Kapitel 51: Donovan

34 8 1
                                    

Heute war der siebte Tag.

Zwölf Minuten noch, bis die Uhr acht schlug. In Houston konzentrierte man sich jetzt nur noch auf die Hauptfunklinien der Truppen im Feld, für semi-private Übertragungen auf dem verschollen geglaubten Kanal X3-GL 7 interessierte sich da niemand. Die perfekte Zeit für ihn.

So fand der kleine Computer im Schutz der verlassenen Fabrik einen Platz, der nicht gänzlich von Staub und Schmutz bedeckt war, und lud sein Programm. Callen nahm derweil noch einmal seine Karte zur Hand und verglich sie mit den Daten seines Ortungssystems. Gerade war sie keine drei Meilen von ihm entfernt.

Ihm war immer noch schleierhaft, wohin sie unterwegs war. Eigentlich hätte sie in Richtung Küste fahren müssen, wenn er mit seiner ersten Vermutung richtig gelegen hätte, doch sie war auf dem Weg nach Norden. Das könnte Zufall sein, ein kleiner Umweg, oder aber eine gänzlich andere Konstellation. Ihm blieb nur abzuwarten und dran zu bleiben.

Das schrille Piepsen, wohl die grauenvolle Imitation eines Singvogels, zog seinen Blick auf den kleinen Bildschirm. Erstaunlich. So weit war die Menschheit fortgeschritten, aber die Technik machte noch immer derart seltsame Geräusche.

»Hey, Callie, wird aber auch Zeit, dass du anrufst.«

Ein Ruck ging durch seine Brust und er lehnte sich vor, griff nach dem kleinen Monitor, auch wenn das rein gar nichts bringen würde.

»Warum? Was ist passiert?«

»Nichts ist passiert, du Spinner. Wir haben uns Sorgen gemacht.«

Lauras sonst so zarte Stimme klang auf X3 verzerrt, beinahe blechern, doch den Vorwurf in selbiger konnte es dennoch nicht kaschieren. Er seufzte, und sparte sich eine Erklärung, die sie ohnehin weder beruhigen noch besänftigen würde.

»Ich habe auch nicht viel Zeit, aber ich wollte hören, wie es euch geht.«

Ihr Summen kam einem statischen Rauschen gleich. In den meisten Fällen war er froh, dass über diese ausrangierte Leitung keine Videoübertragung möglich war, doch jetzt hätte er gern ihr Gesicht gesehen.

»Was ist los, Beans?«

»Ich weiß nicht, wie ich es sagen soll. Ich habe Harper gestern getroffen, als ich Georgie abgeholt habe. Ich dachte, du wärst schon wieder zurück, und habe ihn nach dir gefragt.« Auch ihr tiefes Luftholen war nicht angenehmer für ihn. »Sei ehrlich, Cal, wie gefährlich ist dein Einsatz wirklich?«

Callen verzog das Gesicht, gleichermaßen besorgt wie auch verwirrt. Harper lief nicht einfach durch die Stadt, schon gar nicht, wenn zwei seiner Truppen gerade auf Posten waren. Besprechung mit der Obrigkeit, ein anderer Grund wäre einfach zu schön.

»Wie meinst du das?«

»Ach komm, tu nicht so. Harper sagte etwas von ›Konsequenzen, wenn die Mission scheitert‹. Also was passiert, wenn du nicht schaffst, was immer du da tun sollst?«

Callen schloss die Augen. Seine Finger hatten sich so fest um den Bildschirm gekrampft, dass die Anzeige unter seinen Fingern verschwamm. Nicht nur ihre Sorge brannte sich durch ihn hindurch, sondern die grauenvolle Gewissheit, dass nicht er unmittelbar in Gefahr war, sondern sie. Sie und Georgie.

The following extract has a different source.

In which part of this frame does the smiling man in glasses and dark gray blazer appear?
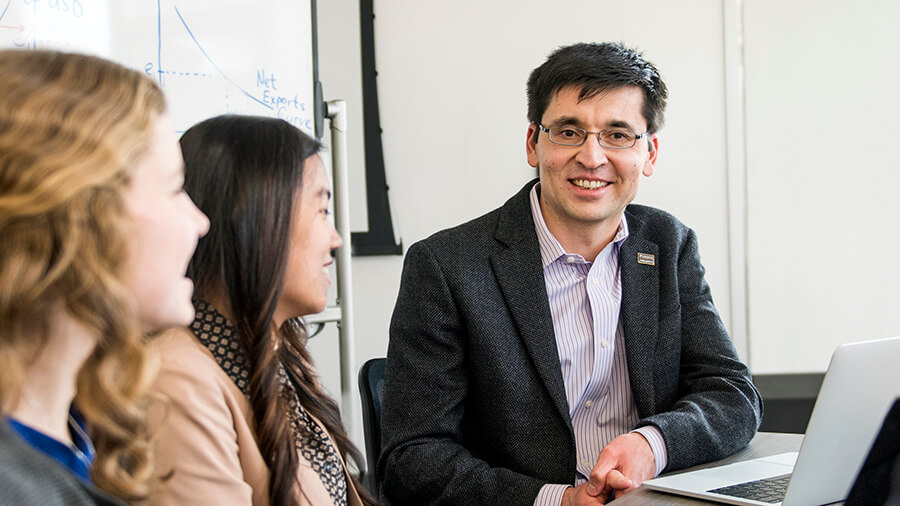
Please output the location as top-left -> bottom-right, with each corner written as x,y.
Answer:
378,44 -> 762,506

Familie, die stärkste Einheit, die es in dieser Welt geben sollte, war gleichzeitig der schwächste Punkt für einen Soldaten ihrer Zeit. Das war der Nachteil und ein weiterer Grund, warum er selbst nie eine gegründet hatte. Xander hatte ihn schon davor gewarnt, irgendwann zwischen dem dritten und sechsten Glas, am vierten Juli vor etwa sechs Jahren, nachdem er vor seiner Shannon auf die Knie gefallen war.

So viele zeitliche Parameter, die heute nur noch Erinnerung waren und, so sehr er es verabscheute, keine besonders hohe Priorität hatten. Zumindest nicht heute oder in den nächsten drei Tagen.